Twenty-Fifteen: the Millennium Development Goals book series

The project began with a series of workshops on Poverty and the MDG agenda in 2009. TY students wanted an action that would reflect their frustration and disappointment with the progress in the United Nations MDG programme. Two schools came up with a book project and Self Help Africa facilitated activities to explore MDG 1 simultaneously.

To enhance their awareness of Poverty the students devised an activity to allow them to ‘explore’ the consequences of poverty – this is available in the links section below.

Each of the books was paralleled with a student activity that helped explore the ‘emotional’ side of the issue and enhanced the student awareness and empathy.

The launch and marketing of each book was unique to each school involved and reflected their focus and needs. The books were also published by Self Help Africa and made available in bookstores for purchase (links available below).

The books aimed to be completed within the school year and books 1 & 2 managed to do that, while book 3 took longer.


Three publications have been produced to date:

  1. MDG 1 – Colaiste Bhride, Carnew and St Peter’s College, Dunboyne.
  2. MDG 2 – St Wolstan’s Community School, Celbridge.
  3. MDG 3 – Loreto Schools’ Network


The project began in 2009 and continues today. The project should finish by end 2015 – the time frame for the MDG targets.

3 Big Ideas

  • Provide a professional platform to empower and support students to comment on the MDG programme.
  • Enhance the awareness with an action activity that helped inform the students.
  • Launch the book to attract media attention and enhance this with presentations of the books at key events and to key, influential people.


  • An excellent book designer.
  • Print run of 500 books.
  • Art work – professional artists donated cover images and students provided internal work.
  • Enthusiastic teachers to motivate and coordinate the work in school.
  • Enthusiastic students who will work beyond class time on the project.
  • A core group of motivated students.
  • Funding for design and print – SHA provided this.


1. At least 2/3 workshops with students to explore the MDG theme and then the publication process.

2. The format of each of the books was set in this first publication;

  • Students writing and creating artwork on the topic.
  • Students writing to well known public figures in the worlds of art, media, music, film, government, etc and asking for their contributions on the issue.
  • SHA coordinated the work and sourced a designer (Alan Davis) to bring the publication to print (deadlines, formats, style, cover artwork, etc).
  • Students were the key participants in all steps of the publication – submissions, editing, marketing, launch, sales, etc.

Case Study: Each of the books had a different thematic focus and also a different learning activity

In book one Poverty Week is an excellent activity that was devised by the students as part of the project (see 4 above for link).

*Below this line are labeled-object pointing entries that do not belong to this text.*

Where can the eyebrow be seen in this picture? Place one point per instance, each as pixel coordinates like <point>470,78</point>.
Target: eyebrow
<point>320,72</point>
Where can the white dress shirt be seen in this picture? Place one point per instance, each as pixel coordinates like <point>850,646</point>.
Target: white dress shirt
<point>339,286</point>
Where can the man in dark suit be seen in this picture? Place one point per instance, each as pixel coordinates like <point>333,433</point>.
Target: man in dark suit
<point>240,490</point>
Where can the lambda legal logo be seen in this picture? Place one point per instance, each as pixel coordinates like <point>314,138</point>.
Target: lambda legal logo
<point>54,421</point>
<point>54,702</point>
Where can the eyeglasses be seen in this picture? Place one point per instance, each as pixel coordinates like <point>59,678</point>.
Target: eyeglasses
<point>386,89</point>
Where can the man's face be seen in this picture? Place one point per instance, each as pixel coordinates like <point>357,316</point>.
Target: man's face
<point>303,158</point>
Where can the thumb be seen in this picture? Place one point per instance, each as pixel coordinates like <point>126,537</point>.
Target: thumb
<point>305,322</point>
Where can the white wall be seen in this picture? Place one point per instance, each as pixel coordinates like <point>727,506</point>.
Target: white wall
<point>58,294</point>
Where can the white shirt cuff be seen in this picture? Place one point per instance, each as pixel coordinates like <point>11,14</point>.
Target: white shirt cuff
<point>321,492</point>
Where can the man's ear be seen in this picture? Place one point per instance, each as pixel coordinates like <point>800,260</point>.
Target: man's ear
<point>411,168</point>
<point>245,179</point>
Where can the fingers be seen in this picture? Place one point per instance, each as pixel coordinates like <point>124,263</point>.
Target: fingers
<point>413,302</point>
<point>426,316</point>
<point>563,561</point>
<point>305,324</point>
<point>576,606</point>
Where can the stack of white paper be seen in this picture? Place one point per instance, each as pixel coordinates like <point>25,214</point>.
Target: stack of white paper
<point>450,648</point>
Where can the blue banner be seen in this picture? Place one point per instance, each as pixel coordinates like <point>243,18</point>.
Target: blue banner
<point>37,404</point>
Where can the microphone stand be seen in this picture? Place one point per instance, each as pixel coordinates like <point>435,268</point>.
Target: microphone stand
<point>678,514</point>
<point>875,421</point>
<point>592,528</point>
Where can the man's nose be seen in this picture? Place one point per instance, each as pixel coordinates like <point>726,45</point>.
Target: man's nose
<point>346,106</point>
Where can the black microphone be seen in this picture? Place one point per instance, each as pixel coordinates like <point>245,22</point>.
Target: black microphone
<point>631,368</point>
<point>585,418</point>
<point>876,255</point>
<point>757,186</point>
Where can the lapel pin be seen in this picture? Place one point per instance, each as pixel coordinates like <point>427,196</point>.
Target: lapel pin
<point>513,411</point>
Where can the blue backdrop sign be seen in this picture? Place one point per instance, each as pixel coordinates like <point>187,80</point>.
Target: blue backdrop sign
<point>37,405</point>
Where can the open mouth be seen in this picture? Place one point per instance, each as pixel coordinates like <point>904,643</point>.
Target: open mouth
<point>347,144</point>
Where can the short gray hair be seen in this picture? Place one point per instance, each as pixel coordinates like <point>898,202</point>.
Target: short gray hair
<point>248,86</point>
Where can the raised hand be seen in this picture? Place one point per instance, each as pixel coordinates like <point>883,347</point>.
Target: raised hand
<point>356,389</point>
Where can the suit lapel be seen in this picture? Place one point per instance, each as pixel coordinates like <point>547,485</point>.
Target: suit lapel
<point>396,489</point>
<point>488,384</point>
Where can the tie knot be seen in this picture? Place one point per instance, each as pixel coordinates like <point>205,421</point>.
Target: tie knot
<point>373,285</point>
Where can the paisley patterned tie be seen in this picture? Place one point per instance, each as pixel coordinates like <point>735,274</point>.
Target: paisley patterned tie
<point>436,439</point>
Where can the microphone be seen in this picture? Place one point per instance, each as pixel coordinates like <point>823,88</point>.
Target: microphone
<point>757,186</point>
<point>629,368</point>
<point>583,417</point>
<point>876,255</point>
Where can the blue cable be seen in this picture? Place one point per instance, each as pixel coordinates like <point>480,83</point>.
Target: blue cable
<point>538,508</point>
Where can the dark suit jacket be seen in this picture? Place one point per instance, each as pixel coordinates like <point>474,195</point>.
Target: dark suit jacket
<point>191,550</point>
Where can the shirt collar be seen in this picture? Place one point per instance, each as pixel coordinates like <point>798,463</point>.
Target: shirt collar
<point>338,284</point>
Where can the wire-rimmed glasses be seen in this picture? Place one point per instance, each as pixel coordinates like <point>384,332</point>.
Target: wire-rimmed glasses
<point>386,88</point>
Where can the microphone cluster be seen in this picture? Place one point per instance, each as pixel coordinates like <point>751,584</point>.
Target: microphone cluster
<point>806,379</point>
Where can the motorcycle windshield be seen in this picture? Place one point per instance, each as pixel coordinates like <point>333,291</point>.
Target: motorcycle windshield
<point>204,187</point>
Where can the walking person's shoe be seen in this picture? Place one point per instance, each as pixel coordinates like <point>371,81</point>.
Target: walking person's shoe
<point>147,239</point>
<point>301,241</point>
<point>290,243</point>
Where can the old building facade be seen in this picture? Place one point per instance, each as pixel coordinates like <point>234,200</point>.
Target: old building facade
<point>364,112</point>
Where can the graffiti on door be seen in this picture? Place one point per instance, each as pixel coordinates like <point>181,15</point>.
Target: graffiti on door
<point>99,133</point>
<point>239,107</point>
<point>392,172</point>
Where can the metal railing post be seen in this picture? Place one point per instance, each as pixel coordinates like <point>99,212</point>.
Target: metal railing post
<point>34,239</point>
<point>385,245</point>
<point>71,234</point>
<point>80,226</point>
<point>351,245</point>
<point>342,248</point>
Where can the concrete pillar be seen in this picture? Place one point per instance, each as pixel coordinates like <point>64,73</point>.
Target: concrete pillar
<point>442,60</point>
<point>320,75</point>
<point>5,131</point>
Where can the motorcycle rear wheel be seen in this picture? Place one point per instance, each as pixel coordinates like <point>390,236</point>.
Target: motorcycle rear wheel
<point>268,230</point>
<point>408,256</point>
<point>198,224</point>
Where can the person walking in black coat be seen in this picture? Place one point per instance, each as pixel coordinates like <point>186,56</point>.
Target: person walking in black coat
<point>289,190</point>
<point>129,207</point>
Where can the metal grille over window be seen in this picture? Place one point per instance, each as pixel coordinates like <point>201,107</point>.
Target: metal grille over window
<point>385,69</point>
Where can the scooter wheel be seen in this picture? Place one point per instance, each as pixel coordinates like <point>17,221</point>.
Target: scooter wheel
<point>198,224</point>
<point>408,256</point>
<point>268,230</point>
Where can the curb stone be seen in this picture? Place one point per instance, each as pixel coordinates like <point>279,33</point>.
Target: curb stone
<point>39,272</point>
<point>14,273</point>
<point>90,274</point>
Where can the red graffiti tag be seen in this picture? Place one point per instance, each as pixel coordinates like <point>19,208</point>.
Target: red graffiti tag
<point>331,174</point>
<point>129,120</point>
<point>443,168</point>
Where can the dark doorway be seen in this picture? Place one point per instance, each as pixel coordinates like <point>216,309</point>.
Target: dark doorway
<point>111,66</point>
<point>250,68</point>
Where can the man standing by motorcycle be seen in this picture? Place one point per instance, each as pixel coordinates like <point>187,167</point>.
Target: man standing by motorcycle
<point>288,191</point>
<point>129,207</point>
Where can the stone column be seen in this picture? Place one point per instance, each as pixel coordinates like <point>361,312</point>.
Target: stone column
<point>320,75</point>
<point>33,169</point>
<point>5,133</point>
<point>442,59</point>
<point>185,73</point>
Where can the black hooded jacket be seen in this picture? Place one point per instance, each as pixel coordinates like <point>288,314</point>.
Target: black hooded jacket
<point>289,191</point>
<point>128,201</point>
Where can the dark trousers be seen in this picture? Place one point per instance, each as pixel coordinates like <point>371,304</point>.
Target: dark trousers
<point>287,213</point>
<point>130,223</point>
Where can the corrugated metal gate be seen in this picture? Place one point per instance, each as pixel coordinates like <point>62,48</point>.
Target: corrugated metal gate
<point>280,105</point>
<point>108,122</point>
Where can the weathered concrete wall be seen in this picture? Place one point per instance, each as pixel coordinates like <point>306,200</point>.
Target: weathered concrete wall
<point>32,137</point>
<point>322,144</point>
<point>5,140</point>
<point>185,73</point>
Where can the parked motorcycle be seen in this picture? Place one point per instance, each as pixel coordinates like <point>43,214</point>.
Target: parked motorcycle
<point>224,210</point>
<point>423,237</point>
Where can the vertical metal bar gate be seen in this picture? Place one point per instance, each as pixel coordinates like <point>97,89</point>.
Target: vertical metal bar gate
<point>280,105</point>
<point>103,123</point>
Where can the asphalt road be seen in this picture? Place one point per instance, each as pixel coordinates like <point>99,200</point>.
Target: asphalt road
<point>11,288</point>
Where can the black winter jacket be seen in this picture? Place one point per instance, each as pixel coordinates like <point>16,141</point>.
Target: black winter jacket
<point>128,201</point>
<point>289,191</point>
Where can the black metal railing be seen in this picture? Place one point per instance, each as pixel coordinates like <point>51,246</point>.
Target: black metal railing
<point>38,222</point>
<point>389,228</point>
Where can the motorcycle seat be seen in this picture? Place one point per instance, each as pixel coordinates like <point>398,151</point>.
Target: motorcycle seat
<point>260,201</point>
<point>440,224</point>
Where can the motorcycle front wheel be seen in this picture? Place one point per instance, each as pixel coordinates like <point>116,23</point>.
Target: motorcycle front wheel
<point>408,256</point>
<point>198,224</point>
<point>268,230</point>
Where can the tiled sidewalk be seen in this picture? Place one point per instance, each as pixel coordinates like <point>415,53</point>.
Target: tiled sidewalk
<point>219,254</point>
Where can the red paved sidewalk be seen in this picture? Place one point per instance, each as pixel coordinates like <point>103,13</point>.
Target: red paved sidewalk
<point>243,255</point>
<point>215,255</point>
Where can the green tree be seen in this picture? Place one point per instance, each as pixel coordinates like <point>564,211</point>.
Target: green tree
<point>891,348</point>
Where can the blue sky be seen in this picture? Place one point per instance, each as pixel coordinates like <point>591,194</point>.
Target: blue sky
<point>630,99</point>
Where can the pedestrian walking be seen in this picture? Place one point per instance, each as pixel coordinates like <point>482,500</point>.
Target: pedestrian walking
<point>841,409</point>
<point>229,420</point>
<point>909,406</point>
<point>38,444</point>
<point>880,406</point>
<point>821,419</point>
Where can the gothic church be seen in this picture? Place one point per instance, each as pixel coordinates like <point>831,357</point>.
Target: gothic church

This was a week long activity that limited access to luxury or consumer items. A full explanation can be seen in the project brochure but access to the following was limited or denied:

  • Mobile Phone
  • Water
  • Food
  • TV
  • Internet
  • Cosmetics

This involved students debating the rules to be imposed on themselves for the week. It also involved engaging with teachers on the logistics of the week eg. A safe but limited diet was discussed with Home Economics teacher. The student group had to agree monitoring the week – some activities self monitored and needing a degree of trust among the group.

All students kept a personal diary during the week. The objective was to enhance awareness of poverty and therefore gain the ‘right’ to ask others to comment through the book project.

Project Learning

  • Enthusiastic teachers are essential to drive the process.
  • Enthusiastic and motivated students (core Group) are essential.
  • Focus on communications among the group, between schools and with SHA schools officer essential.
  • Keep the issue to the front always – remind students why they are dong this and how it can help fight poverty and injustice.
  • A ‘public’ school activity enhances the enthusiasm of students.
  • Begin all aspects of the project early – submissions, editing, marketing, launch, etc – form student groups with responsibility for each aspect of the project.
  • Although commercial bookstores are good for promotion, they absorb most of the price of the book. Look to local, independent stores and libraries for promoting the publication.
  • Submissions from ‘outside’ personalities needs persistent follow-up. A personal connection is the best source of success in getting a reply.
  • One high profile contributor can open the gates to others eg Sebastian Barry’s input to Book 1, encouraged other well known writers – Seamus Heaney, etc.

Measuring Impact

  • The impact of the book was measured by the participation and enthusiasm of the students.
  • A book project needs constant professional and objective comment – engage with publishers or others to set the standard.
  • The quality of the books was measured by critical reviews through the media.

Links to Project Activities

  • On-going project link and how to get involved (prepare your own book on the MDGs), access fact sheets on the MDGs
  • Poverty Week activity used by schools in Book One on
  • Purchasing copies of books 1, 2, & 3 from Self Help Africa’s online shop.

Other Information

The timing of the project depended on completing one book each school year – this set a deadline of 2015 and a possible 7 books. This has been difficult to achieve and MDGs 4 & 5 are being ‘processed’ with a number of schools during 2013/14.